962「日本のエネルギーの将来に思う」(5月1日(日)晴れ)

福島原発が大被害を受け、原子力発電そのものに疑問を投げかける声が多い。電力は不可欠であるが、火力は二酸化炭素問題、自然エネルギーは少ない、ならどうすればいいのか。当局の判断を待つより脳のない一般庶民だが、それなりに考えて見たい。

まずは原子力。絶対安全な原子力発電所は作れるのか、作れるとすればどんなものなのか。
答えは明らかである。そんなものは無い。テポドンが飛んでくるかも分からないし、地殻変動で日本が沈没することだってないとはいえぬ。
しかし地震、津波等にせめて火力発電所なみに安全に出来ぬものか。
私が考えたのはまず地下に作ることだ。そして其の上をヤマのようにして覆ってしまい、名部は完全に水等が入らぬような構造にしてしまうことだ。津波はやってきても上を通過してしまうだろう。この考えは、そもそも太平洋側に作ったことが間違い、大津波の可能性の低い裏日本、あるいは瀬戸内海沿いに作って日本全土に供給すべきだ、との議論があるかも知れぬ。第二に免震構造にすることだ。ビルなどでは構造物の下にばねを置き、地震の揺れをそれで吸収してしまう構造にしている。地下に作れば、横方向からの揺れも気になるかもしれない。それなら壁にもばねを設置する必要があろうか。これに非常用電源の問題が加わるが、」こればかりは複数化する、外部の安全なところにおくなどで対処せざるを得まい。
第三は少し極論かも知れぬ。廃炉を前提として作ることだ。永久に劣化しないものと言うのはない。しかし今まで私たちは廃棄するときのことを余り考えないで物を作った。自動車だって家だってそうだ、まして原子力発電所など、ということに成るが、やっぱり最後はたとえばコンクリートで固めてしまうとするなら其の方策を考慮に入れたものを作るべきではないか。
基本的には以上三点だが、ある人が「テロに乗っとられる危険がある。」と書いてきた。これは火力発電所でも同じ。テロ団体が原子力発電所を占拠したとしてもそれを武力に変える・・・・たとえば原始爆弾を作る、などの技術があるとは思えない。
原子力はこれらに加えてまだ使用済み燃料の処理方法、プルサーマル技術など実用技術的に確立されていない分野も多い。原子力発電が多く利用される理由は安いからである。しかしこのような絶対安全に近い設備を前提に、しかも廃棄物にかかるコストも計算に入れた場合、どうであろうか、もう一度検証してみる必要がありそうに見える。

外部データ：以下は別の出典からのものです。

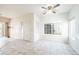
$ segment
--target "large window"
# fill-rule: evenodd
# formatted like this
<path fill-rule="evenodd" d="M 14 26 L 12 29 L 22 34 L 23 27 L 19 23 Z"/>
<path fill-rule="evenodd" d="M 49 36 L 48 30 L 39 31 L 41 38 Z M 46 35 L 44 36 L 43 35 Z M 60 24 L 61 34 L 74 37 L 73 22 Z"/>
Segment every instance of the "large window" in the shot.
<path fill-rule="evenodd" d="M 44 34 L 61 34 L 59 24 L 44 24 Z"/>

火力についてはやはり二酸化炭素問題が残る。こちらに方向転換するのなら、あの25%削減は誤りであった、と世界に向けて宣言する必要があろう。また本質的に二酸化炭素の増加が、地球温暖化にどの程度影響するのか、も検討する必要がある。あれはヨーロッパの丁稚上げだ、発展途上国の輸出を抑えるための手段だ、中国の公害垂れ流しを牽制するためだ、等の議論があるが、素人にはどうも分かりにくい。また分散型電源の普及についても、電気は、空気のようにいつもあると考えた従来の思考方法を改め、二酸化炭素の発生問題と今回のような事故の両面で考える必要がある。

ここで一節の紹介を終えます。